The Longmaxi shale in the southeastern Chongqing has undergone multiple tectonic movements that cause more complexity for the geological conditions necessary for shale gas accumulations. A lot of work investigating the sedimentary environment and fracture distribution of the shale formation was done recently, concentrating on planer distribution regularity that served for selecting favorable areas and evaluating the shale gas resource potential. However, shale characteristics and gas-bearing controlling factors in this area have not been demonstrated comprehensively. This paper focuses on the critical geological characteristics on the Longmaxi shale and their comparisons with Barnett shale in the Fort Worth Basin and Marcellus shale in the Appalachian Basin. Furthermore, the critical geological parameters, such as geochemistry, reservoir property and mineralogy impacting gas-bearing shale units were analyzed to evaluate the gas content in the Longmaxi Formation of the study area.
Geological settings
Tectonic background
Geologically, the southeastern Chongqing area is located to the east of the Sichuan Basin in the Upper Yangtze plate, which is a residual basin due to later uplift.
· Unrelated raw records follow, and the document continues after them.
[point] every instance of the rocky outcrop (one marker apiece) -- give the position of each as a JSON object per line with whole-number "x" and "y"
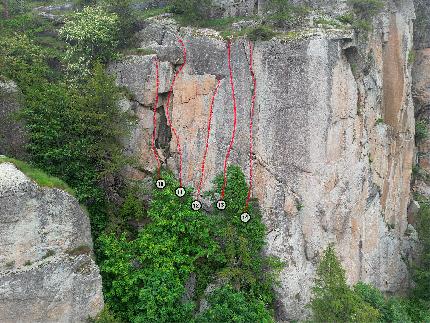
{"x": 421, "y": 94}
{"x": 333, "y": 138}
{"x": 47, "y": 271}
{"x": 12, "y": 135}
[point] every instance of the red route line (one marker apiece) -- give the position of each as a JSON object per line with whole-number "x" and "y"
{"x": 154, "y": 119}
{"x": 172, "y": 129}
{"x": 207, "y": 138}
{"x": 234, "y": 121}
{"x": 251, "y": 117}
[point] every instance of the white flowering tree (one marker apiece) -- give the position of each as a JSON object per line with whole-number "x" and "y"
{"x": 92, "y": 35}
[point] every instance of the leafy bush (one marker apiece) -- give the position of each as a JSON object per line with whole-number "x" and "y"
{"x": 261, "y": 33}
{"x": 285, "y": 14}
{"x": 332, "y": 299}
{"x": 40, "y": 177}
{"x": 228, "y": 305}
{"x": 126, "y": 17}
{"x": 421, "y": 272}
{"x": 192, "y": 11}
{"x": 367, "y": 8}
{"x": 145, "y": 278}
{"x": 364, "y": 11}
{"x": 421, "y": 131}
{"x": 92, "y": 35}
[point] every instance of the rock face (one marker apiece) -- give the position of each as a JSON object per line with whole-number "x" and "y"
{"x": 12, "y": 136}
{"x": 333, "y": 139}
{"x": 421, "y": 91}
{"x": 47, "y": 273}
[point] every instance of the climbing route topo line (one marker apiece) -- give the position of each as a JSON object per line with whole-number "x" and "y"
{"x": 207, "y": 138}
{"x": 169, "y": 120}
{"x": 234, "y": 119}
{"x": 251, "y": 118}
{"x": 154, "y": 119}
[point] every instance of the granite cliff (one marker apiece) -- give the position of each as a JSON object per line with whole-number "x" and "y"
{"x": 333, "y": 135}
{"x": 47, "y": 273}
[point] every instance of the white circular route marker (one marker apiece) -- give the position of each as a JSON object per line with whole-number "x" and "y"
{"x": 161, "y": 183}
{"x": 196, "y": 205}
{"x": 221, "y": 205}
{"x": 245, "y": 217}
{"x": 180, "y": 191}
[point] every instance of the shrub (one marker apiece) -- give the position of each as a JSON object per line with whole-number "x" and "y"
{"x": 285, "y": 14}
{"x": 421, "y": 271}
{"x": 421, "y": 131}
{"x": 332, "y": 299}
{"x": 92, "y": 35}
{"x": 261, "y": 33}
{"x": 192, "y": 11}
{"x": 145, "y": 278}
{"x": 228, "y": 305}
{"x": 37, "y": 175}
{"x": 364, "y": 11}
{"x": 126, "y": 17}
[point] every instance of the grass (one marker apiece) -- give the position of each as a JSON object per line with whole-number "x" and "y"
{"x": 40, "y": 177}
{"x": 145, "y": 14}
{"x": 80, "y": 250}
{"x": 138, "y": 51}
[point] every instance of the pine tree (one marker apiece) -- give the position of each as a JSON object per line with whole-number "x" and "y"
{"x": 332, "y": 299}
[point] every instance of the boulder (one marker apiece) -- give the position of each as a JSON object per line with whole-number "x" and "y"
{"x": 47, "y": 270}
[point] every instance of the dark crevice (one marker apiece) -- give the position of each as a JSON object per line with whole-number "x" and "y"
{"x": 164, "y": 134}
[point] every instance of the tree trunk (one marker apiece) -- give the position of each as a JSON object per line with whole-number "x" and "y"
{"x": 5, "y": 9}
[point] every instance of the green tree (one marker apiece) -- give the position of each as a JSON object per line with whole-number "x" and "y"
{"x": 421, "y": 271}
{"x": 126, "y": 18}
{"x": 332, "y": 299}
{"x": 92, "y": 35}
{"x": 226, "y": 304}
{"x": 192, "y": 11}
{"x": 145, "y": 278}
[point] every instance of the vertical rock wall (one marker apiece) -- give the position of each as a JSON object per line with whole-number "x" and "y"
{"x": 333, "y": 139}
{"x": 421, "y": 92}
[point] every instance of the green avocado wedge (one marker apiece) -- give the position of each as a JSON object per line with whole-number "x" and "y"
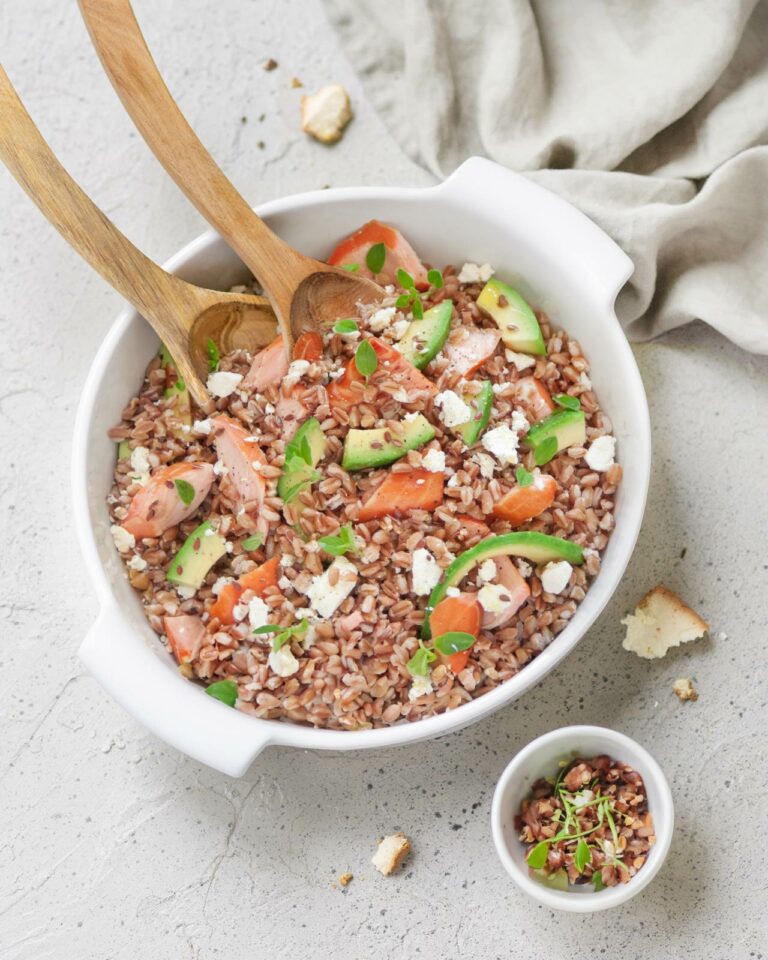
{"x": 424, "y": 338}
{"x": 480, "y": 404}
{"x": 366, "y": 449}
{"x": 539, "y": 548}
{"x": 202, "y": 548}
{"x": 560, "y": 430}
{"x": 519, "y": 327}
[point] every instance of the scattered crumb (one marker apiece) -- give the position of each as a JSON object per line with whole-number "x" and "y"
{"x": 391, "y": 852}
{"x": 685, "y": 690}
{"x": 325, "y": 114}
{"x": 660, "y": 621}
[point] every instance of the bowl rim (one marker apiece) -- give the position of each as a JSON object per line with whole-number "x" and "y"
{"x": 281, "y": 732}
{"x": 663, "y": 817}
Geographically, this area includes the southeastern Chongqing, northern Guizhou, northwestern Hunan and southwestern Hubei Province, consisting of more than 10 counties (Figure 1). Structurally, the southeast Chongqing area is divided into the eastern Sichuan ejective fold belts and the western Hubei-eastern Chongqing trough fold belts. Most of these belts are characterized by a linear distribution with a north-northeast orientation.
Location and geological structure of the study area. The red line represents the study area and the area is also the southeastern Chongqing pilot area for shale gas exploitation in China.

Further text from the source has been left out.